Re: suspend2 review [was Re: Which is simpler? (Was Re: [Suspend2-devel] Re: [ 00/10] [Suspend2] Modules support.)]

From: Pavel Machek
Date: Mon Feb 20 2006 - 11:30:58 EST


Hi!

[Most fundamental stuff is at the end].

> > > > > The only con I see is the complexity of the code, but then again,
> > > > > Nigel
> > > >
> > > > ..but thats a big con.
> > >
> > > It's fud. Hopefully as I post more suspend2 patches to LKML, people will
> > > see that Suspend2 is simpler than what you are planning.
> >
> > Well, good luck with that. But since you claimed I'm spreading FUD, I
> > think I'll have to go through your patch.
> >
> > Ouch, it is 500KB, 19K lines. How can you claim it is not complex?!
>
> Size != complexity. Not necessarily.

Well, it is complex in this particular case.

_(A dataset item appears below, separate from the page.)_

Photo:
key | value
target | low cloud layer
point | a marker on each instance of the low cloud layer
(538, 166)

> > Unrelated to suspend2; either push it or drop it. [There are more such
> > changes, even for architectures you do not support suspend on... or do
> > you support suspend on h8300?]
>
> This is because you got 2.2 instead of the latest-devel patch. It (and some
> changes mentioned below) are got now (2.2.0.1).

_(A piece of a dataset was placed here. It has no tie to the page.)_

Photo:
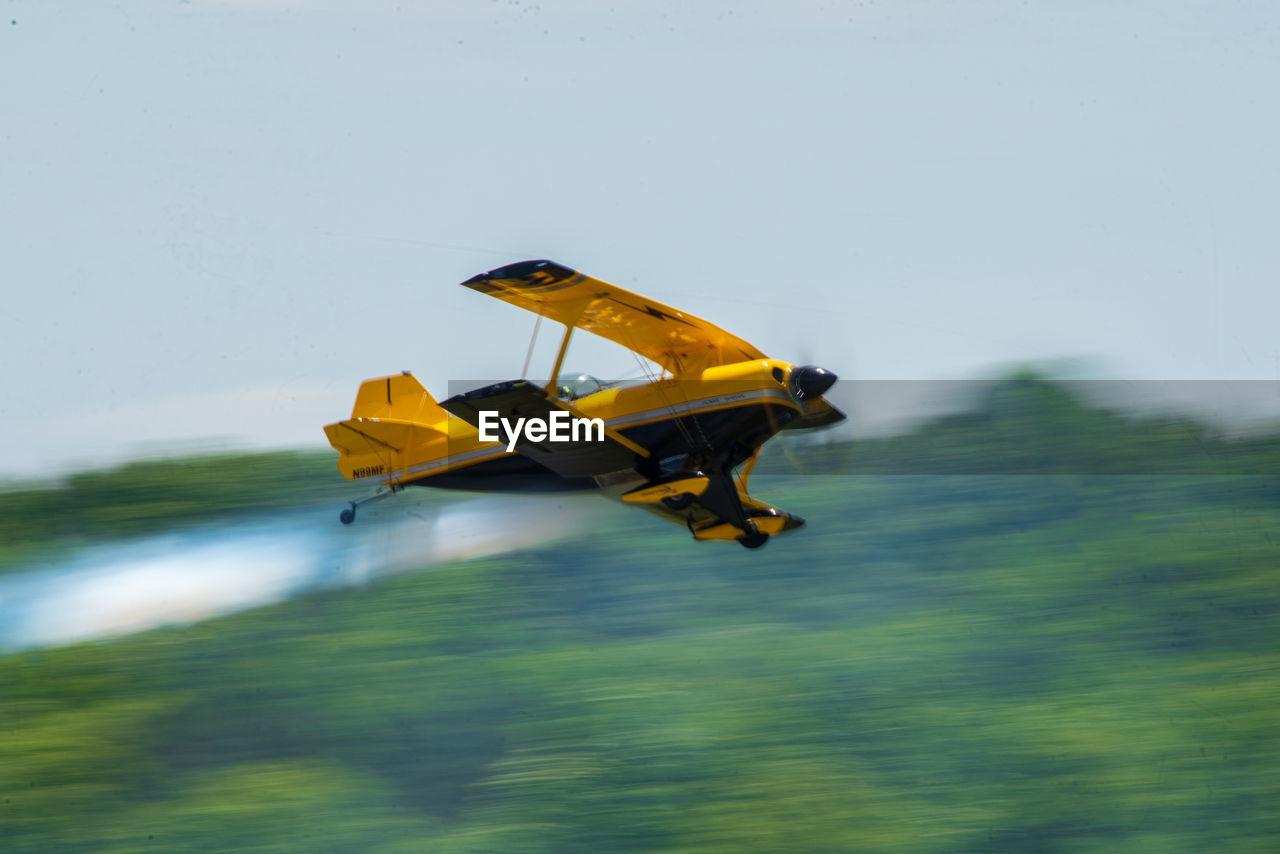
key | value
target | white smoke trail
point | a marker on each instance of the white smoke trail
(193, 575)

I could not see 2.2.0.1 on the web page...

> > diff -ruN linux-2.6.15-1/arch/x86_64/kernel/e820.c
> > build-2.6.15.1/arch/x86_64/kernel/e820.c diff -ruN
> > linux-2.6.15-1/arch/x86_64/kernel/signal.c
> > build-2.6.15.1/arch/x86_64/kernel/signal.c
> >
> > diff -ruN linux-2.6.15-1/arch/x86_64/kernel/suspend.c
> > build-2.6.15.1/arch/x86_64/kernel/suspend.c
> >
> > With uswsusp, you are using existing code...
>
> If I could use your existing code, I would. Unfortunately I'm using a more
> compact method of storing the data (bitmaps), and I reckon I have zero chance
> of getting you to switch.

And what chance do I have in getting _you_ to switch? Mainline code
was fixed _long_ ago not to need higher order allocations, and rafael
made it pretty compact lately, IIRC.

Please either switch to kernel code, or explain me that bitmaps have
serious-enough advantage that I want to switch.

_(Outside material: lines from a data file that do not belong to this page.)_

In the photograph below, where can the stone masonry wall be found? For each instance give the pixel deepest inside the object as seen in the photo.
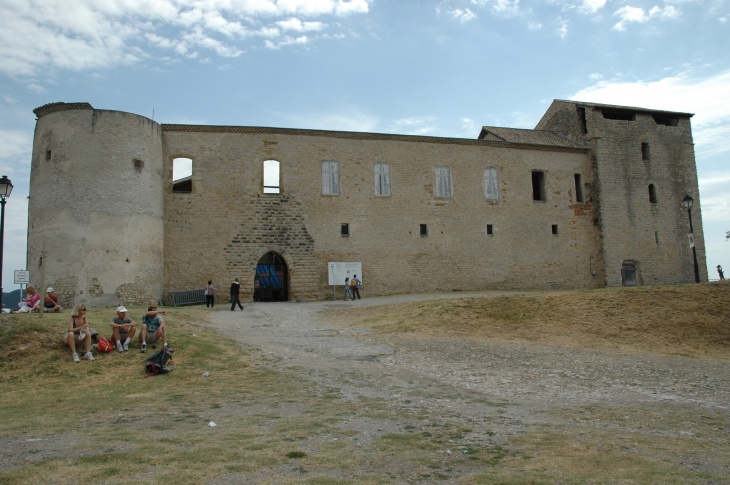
(222, 228)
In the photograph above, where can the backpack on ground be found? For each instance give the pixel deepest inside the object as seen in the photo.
(104, 345)
(159, 363)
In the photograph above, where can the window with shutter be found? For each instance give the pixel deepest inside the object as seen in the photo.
(443, 182)
(330, 178)
(382, 179)
(491, 184)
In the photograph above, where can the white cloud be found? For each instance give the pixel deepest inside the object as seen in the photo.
(629, 14)
(299, 26)
(418, 125)
(708, 98)
(96, 34)
(462, 15)
(593, 6)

> > diff -ruN linux-2.6.15-1/Documentation/kernel-parameters.txt
> > build-2.6.15.1/Documentation/kernel-parameters.txt ---
> > linux-2.6.15-1/Documentation/kernel-parameters.txt 2006-01-03
> > 15:08:24.000000000 +1000 +++
> > build-2.6.15.1/Documentation/kernel-parameters.txt 2006-01-23
> > 21:38:28.000000000 +1000 @@ -71,6 +71,7 @@
> > SERIAL Serial support is enabled.
> > SMP The kernel is an SMP kernel.
> > SPARC Sparc architecture is enabled.
> > + SUSPEND2 Suspend2 is enabled.
> > SWSUSP Software suspend is enabled.
> > TS Appropriate touchscreen support is enabled.
> > USB USB support is enabled.
> > @@ -966,6 +967,8 @@
> > noresume [SWSUSP] Disables resume and restores original swap
> > space.
> >
> > + noresume2 [SUSPEND2] Disables resuming and restores original swap
> > signature. +
> > no-scroll [VGA] Disables scrollback.
> > This is required for the Braillex ib80-piezo Braille
> > reader made by F.H. Papenmeier (Germany).
> >
> > ...and kernel parameters do not need to change...
>
> This is only because I'm deliberately not stomping on your code at the moment.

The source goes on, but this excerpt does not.